How Search Engines Work
About a week ago, Kosmix, one of the few emerging businesses doing anything significant in Search, announced the release of a search technology that gives them a significant advantage in the search space: the Kosmos File System.
With all our talk of algorithms and indexes, I’m sure you realize that an engine isn’t as simple as a search box and a keyword query but are you familiar with what is really involved and how it affects us? The most fascinating experience for me, of late, has been working with technology behind search and learning that the implications and opportunities are worth your attention as it is this foundation that drives our industry.
As best I can put it, there are 4 critical components to a search engine and it is the combination of these components that make the difference between Google and a simple site search function:
- Content and Data
- Distributed Systems (servers)
A site search box, which is what most websites not using Google Custom Search use, really only needs content and an algorithm (albeit a simple one = if keyword then result) to return results. Search engines must have all 4 components – good search engines excel at them.
Kosmix’s Kosmos File System (KFS) is a significant enhancement to that forth consideration but before I go into how and why, let’s look at each component.
Content and Data
A better part of Search Engine Optimization is about supporting this piece of the puzzle (not the “algorithms”). Much less important than keyword optimization, density, anchor text, or even page titles is exposure of your content to search engines so they can index your site and serve your page for respective queries.
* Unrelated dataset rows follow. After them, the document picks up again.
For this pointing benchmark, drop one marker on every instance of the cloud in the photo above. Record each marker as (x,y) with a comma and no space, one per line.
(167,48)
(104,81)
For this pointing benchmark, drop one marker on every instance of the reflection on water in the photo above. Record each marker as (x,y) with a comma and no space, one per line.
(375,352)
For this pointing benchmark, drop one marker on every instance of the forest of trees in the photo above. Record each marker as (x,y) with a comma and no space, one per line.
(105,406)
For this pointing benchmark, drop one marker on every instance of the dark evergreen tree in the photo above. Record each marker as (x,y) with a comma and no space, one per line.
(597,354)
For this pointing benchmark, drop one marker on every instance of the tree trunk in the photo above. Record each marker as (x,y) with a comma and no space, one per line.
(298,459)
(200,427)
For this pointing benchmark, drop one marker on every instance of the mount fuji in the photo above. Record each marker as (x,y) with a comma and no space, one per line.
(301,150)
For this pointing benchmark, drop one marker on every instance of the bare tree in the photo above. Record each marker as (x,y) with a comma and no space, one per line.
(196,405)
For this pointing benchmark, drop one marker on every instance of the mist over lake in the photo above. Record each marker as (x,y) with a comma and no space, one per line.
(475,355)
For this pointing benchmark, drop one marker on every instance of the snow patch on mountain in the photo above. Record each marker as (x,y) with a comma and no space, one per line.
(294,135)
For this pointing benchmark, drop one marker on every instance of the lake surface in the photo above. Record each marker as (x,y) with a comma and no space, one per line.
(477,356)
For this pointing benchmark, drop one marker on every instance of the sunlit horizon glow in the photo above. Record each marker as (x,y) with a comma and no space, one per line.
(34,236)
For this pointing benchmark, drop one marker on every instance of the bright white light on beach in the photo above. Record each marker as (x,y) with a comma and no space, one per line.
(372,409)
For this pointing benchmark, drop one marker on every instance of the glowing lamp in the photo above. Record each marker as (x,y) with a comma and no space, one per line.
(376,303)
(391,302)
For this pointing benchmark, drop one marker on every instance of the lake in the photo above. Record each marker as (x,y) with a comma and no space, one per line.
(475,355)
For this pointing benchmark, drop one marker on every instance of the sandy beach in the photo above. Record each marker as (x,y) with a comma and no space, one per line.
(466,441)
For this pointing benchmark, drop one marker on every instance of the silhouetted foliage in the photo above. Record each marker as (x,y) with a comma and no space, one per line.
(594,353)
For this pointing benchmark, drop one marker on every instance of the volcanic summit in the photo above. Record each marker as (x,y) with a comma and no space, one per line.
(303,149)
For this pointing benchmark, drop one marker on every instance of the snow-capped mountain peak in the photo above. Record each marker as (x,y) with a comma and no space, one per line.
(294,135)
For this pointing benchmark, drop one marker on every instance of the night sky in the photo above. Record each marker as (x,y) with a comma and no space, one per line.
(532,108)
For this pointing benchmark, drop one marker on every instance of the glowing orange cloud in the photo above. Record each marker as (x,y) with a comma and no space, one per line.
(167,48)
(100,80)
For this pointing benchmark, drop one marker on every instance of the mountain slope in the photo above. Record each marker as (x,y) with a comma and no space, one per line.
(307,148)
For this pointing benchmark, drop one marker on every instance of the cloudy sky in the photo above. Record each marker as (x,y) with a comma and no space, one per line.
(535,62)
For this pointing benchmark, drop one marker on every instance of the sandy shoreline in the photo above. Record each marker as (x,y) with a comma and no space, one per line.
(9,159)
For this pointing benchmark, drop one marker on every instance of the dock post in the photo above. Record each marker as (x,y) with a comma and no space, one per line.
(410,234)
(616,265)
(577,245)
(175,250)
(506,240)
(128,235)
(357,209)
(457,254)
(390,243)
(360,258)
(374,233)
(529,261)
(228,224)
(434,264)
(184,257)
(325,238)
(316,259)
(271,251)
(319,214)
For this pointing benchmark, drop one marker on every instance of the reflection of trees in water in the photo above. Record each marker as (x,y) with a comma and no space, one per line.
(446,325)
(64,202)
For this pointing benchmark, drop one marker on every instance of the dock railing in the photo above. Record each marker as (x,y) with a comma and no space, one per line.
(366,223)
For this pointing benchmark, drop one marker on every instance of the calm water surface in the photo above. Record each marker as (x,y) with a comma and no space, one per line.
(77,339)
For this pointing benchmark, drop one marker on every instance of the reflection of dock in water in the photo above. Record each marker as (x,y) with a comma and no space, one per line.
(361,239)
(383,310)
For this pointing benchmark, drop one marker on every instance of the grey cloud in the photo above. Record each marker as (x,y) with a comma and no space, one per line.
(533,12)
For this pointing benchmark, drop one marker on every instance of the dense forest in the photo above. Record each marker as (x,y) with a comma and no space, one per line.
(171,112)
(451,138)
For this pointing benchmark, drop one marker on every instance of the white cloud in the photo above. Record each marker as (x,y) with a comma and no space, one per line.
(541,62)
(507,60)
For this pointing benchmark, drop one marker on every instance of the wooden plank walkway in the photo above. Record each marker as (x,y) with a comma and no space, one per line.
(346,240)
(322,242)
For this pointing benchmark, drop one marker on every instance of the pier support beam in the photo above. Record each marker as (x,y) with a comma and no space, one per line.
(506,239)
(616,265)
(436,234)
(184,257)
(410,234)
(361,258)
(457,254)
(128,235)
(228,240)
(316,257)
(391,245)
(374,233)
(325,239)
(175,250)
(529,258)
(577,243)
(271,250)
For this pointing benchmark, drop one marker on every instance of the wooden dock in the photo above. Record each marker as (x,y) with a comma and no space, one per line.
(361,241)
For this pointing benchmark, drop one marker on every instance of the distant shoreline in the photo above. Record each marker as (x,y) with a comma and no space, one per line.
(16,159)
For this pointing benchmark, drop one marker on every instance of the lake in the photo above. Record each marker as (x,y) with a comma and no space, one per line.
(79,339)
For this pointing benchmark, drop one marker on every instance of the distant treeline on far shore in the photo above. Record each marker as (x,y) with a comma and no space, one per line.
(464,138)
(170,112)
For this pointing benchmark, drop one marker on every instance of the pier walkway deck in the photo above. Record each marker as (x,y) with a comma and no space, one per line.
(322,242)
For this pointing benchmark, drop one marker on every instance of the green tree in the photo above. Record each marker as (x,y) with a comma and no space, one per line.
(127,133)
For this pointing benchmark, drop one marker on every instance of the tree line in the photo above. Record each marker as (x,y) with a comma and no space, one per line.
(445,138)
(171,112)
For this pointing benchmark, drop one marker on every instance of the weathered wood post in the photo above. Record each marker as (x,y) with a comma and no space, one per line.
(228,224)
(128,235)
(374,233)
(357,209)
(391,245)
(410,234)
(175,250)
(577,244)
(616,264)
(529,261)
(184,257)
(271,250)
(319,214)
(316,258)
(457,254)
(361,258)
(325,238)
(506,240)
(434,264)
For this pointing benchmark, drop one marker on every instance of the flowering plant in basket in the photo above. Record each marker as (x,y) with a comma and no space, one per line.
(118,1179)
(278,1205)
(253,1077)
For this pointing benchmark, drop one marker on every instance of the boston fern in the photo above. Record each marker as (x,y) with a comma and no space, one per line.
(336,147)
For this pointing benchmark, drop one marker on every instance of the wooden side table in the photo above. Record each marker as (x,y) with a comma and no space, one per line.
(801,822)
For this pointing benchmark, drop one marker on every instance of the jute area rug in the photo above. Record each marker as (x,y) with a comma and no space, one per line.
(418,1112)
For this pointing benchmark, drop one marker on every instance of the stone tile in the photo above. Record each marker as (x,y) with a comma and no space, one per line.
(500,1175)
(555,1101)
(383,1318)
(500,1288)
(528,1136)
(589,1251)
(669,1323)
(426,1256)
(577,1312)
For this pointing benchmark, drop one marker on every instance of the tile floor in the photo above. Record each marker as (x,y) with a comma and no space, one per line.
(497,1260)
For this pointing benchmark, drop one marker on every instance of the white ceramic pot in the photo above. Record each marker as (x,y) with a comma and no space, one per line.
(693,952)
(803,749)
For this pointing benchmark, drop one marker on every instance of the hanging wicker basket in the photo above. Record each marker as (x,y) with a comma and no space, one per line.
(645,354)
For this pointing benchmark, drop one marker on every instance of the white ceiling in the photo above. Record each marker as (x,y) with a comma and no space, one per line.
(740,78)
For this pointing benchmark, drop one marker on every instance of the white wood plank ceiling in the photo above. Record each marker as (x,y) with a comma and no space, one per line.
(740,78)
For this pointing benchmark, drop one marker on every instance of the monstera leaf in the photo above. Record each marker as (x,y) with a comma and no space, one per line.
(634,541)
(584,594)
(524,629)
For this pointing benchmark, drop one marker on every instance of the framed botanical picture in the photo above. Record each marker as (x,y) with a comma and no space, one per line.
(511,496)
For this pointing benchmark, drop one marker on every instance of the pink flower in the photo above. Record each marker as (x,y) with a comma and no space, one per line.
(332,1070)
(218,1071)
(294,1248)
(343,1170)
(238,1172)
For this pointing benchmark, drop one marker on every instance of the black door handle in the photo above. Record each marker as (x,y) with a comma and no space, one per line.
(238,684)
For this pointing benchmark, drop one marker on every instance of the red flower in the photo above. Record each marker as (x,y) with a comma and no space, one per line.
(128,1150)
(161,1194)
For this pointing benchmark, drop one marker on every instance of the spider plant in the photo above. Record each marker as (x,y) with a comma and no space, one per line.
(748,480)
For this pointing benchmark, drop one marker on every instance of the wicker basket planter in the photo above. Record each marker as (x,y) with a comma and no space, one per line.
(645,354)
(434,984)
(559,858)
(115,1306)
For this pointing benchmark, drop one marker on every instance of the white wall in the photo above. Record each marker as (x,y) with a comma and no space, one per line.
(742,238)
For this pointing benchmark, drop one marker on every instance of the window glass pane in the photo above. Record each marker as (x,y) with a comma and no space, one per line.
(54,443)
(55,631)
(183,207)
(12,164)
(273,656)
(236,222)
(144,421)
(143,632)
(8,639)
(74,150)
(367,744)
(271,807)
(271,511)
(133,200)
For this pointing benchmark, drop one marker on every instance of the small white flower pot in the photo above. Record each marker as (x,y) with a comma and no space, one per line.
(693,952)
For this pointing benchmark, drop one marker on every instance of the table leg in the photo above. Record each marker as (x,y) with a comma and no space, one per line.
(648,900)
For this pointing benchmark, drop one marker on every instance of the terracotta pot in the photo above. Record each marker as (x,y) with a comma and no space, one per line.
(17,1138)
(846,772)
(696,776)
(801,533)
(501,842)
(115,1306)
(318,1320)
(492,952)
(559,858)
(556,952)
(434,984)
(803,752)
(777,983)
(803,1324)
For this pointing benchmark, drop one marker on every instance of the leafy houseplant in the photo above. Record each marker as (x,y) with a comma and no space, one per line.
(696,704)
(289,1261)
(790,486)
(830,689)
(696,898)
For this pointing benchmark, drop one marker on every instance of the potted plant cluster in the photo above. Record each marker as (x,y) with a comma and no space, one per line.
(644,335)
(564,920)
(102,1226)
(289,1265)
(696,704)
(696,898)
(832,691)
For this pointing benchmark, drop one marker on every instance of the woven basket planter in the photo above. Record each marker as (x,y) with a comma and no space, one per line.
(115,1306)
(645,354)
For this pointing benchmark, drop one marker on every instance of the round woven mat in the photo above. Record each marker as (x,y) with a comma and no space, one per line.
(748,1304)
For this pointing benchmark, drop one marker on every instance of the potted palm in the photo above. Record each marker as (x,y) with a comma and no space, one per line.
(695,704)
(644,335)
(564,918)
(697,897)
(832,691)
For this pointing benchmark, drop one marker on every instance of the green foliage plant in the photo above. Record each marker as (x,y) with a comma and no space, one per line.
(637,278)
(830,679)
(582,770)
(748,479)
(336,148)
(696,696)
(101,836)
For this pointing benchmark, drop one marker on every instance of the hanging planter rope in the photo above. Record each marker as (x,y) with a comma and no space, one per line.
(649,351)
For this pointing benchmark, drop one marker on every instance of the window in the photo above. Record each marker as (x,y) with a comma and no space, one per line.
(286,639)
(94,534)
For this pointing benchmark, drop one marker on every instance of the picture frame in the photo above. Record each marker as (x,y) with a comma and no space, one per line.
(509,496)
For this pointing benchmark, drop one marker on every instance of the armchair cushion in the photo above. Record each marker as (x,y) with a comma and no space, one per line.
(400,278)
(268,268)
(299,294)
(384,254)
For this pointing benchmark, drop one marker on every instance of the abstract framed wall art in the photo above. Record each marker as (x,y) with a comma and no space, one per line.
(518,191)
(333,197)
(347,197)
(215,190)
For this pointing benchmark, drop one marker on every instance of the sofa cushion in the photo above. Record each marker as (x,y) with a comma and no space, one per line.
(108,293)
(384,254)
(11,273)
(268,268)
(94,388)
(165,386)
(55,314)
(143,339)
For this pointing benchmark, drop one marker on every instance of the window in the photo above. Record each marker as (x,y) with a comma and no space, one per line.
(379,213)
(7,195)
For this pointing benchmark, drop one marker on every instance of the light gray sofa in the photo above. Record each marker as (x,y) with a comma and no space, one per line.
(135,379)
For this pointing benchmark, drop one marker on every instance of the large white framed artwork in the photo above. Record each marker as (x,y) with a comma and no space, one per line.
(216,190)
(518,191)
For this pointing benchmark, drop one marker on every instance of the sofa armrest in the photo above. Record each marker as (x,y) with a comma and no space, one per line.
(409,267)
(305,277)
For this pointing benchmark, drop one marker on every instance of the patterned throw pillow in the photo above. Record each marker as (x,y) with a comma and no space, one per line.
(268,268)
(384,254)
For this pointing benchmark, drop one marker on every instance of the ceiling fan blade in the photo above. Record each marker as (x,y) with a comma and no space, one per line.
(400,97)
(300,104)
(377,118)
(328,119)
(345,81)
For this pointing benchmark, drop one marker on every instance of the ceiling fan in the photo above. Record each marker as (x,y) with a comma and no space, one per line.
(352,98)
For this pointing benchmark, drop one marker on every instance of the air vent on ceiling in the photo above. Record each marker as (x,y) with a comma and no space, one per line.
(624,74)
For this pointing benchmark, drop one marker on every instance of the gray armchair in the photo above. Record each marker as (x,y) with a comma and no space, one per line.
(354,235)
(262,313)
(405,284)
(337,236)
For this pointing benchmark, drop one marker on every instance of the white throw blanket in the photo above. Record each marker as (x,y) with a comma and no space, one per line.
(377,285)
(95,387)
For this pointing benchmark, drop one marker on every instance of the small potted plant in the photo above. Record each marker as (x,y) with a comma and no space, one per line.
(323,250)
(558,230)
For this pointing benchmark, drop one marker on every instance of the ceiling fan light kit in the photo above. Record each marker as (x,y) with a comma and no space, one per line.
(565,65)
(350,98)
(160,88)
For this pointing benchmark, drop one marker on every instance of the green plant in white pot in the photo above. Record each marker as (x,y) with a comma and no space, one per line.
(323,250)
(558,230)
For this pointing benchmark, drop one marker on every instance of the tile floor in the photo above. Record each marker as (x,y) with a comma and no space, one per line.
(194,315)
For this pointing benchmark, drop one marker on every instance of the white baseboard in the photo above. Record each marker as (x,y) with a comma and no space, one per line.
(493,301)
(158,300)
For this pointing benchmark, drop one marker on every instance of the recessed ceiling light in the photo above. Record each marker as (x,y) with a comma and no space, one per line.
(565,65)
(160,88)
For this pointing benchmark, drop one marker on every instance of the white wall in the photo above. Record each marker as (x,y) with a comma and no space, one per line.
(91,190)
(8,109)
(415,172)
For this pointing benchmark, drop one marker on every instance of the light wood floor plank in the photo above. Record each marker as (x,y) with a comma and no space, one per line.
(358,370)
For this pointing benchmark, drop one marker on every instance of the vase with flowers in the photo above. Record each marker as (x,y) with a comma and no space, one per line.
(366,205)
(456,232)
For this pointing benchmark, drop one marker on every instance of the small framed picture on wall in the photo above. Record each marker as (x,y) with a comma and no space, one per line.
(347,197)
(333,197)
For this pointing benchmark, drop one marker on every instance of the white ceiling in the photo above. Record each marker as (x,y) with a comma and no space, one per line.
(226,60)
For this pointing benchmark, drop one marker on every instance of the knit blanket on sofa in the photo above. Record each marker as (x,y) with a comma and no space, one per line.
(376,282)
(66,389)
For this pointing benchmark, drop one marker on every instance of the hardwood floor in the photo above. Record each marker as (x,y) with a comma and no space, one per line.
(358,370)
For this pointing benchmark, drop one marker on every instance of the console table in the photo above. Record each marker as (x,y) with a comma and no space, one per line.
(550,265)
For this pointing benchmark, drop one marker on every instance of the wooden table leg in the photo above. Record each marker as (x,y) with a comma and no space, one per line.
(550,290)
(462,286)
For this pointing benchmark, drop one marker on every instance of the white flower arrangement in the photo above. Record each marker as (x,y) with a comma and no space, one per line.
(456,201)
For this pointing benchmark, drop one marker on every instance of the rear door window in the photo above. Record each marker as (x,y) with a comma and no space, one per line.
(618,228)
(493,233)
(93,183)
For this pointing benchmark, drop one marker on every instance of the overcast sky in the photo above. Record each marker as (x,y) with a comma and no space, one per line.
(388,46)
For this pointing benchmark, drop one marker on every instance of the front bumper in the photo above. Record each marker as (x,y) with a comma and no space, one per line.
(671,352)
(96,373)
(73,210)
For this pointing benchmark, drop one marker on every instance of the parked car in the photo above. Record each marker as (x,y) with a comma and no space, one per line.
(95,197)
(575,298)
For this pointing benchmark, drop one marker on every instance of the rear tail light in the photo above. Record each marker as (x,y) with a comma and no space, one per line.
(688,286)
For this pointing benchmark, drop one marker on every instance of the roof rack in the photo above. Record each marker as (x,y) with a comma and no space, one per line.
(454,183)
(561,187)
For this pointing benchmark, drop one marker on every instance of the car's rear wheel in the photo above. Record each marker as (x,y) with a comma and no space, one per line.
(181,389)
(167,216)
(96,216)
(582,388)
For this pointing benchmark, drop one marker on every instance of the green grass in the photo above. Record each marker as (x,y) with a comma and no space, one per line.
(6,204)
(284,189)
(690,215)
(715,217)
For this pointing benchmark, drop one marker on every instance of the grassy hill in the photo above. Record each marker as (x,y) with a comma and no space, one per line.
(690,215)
No matter how good your titles and page copy, you don’t exist to a search engine if they can’t get to you. Search engines that aggregate content well (Google) excel, those that don’t (ahem… Yahoo) frustrate us to no end.
Think about this not from the context of your role as marketer but as user: Content is a critical pillar of a Search Engine’s popularity – users will use an engine that returns relevant results and abandon one that fails to return what they seek.
Not to suggest this pillar is so simple as aggregating content, good search engines also leverage the data flowing in to their platform by user behavior: popularity of results, search query stream, click stream. Mining that data makes all the difference in the world.
Now let’s talk about the algorithm. True search relevance is not determined merely by keywords but clicks, search activity, popularity, the quality of content, and context of the visit (personalization). Simply enlightened, Google’s algorithm takes these into account with Page Rank (PR), click stream analysis, inlink anchor text, and page keywords. The best example of the importance of the science is the comparison between site search and a search engine. A site search box returns results to the user by looking at the keywords in the title and descriptions of your pages; returning results based on keyword density – No context, no weight based on demand, no measure of the timeliness for your content.
The algorithm only directs the engine; a platform is required to model data, crunch results, and apply that algorithm to the content the engine has crawled. Google’s does this using Map/Reduce (I hate linking to Wikipedia!! increasing their credibility, but that is one of those terms better explained by an encyclopedia) and BigTable which is a massive scale storage technology that allows them to better mine time indexed data and directly support data intensive applications like personalized search, analytics, and ad targeting. Now, Google has a significant advantage with Bigtable in that it allows them to scale by simply adding more commodity servers with very little intervention as it automatically handles load balancing.
Zvents is working in this space with HyperTable, an exceptional technology to be released shortly. Until then, with both of Google’s technologies being proprietary to their engines, Google’s dominance can only be undone with work from the industry here (no it is not the better algorithm that makes the engine); this is where search engines are really competing. Well, this and…
I oversimplify above when I call this the “servers” on which search engines depend though that is a part of it. As you can imagine, search engines need thousands of servers to house the terabytes of data and manage the loads driven by millions of users submitting unique queries. I’ve oversimplified because the real challenge for engines is in data mining that distributed system (data across multiple servers). Google’s distributed file system, GFS, is what gives them a platform advantage, today, over all other engines. Kosmix’s KFS, an open source release, is the next big step in distributed systems following HDFS (Hadoop) and Gluster (GNU Cluster Distribution) which are other iterations the space. What makes KFS so monumental is its exceptional development allowing businesses to easily scale beyond a single machine to build applications and run data mining clusters at parity with Google.
So, why does this matter to you?
It is not all about the algorithm and SEO is about more than keywords. Pay attention to content and keep your eye on the real players in the Search Engine space who are keeping Google on their toes and delivering to users and businesses the future of Search.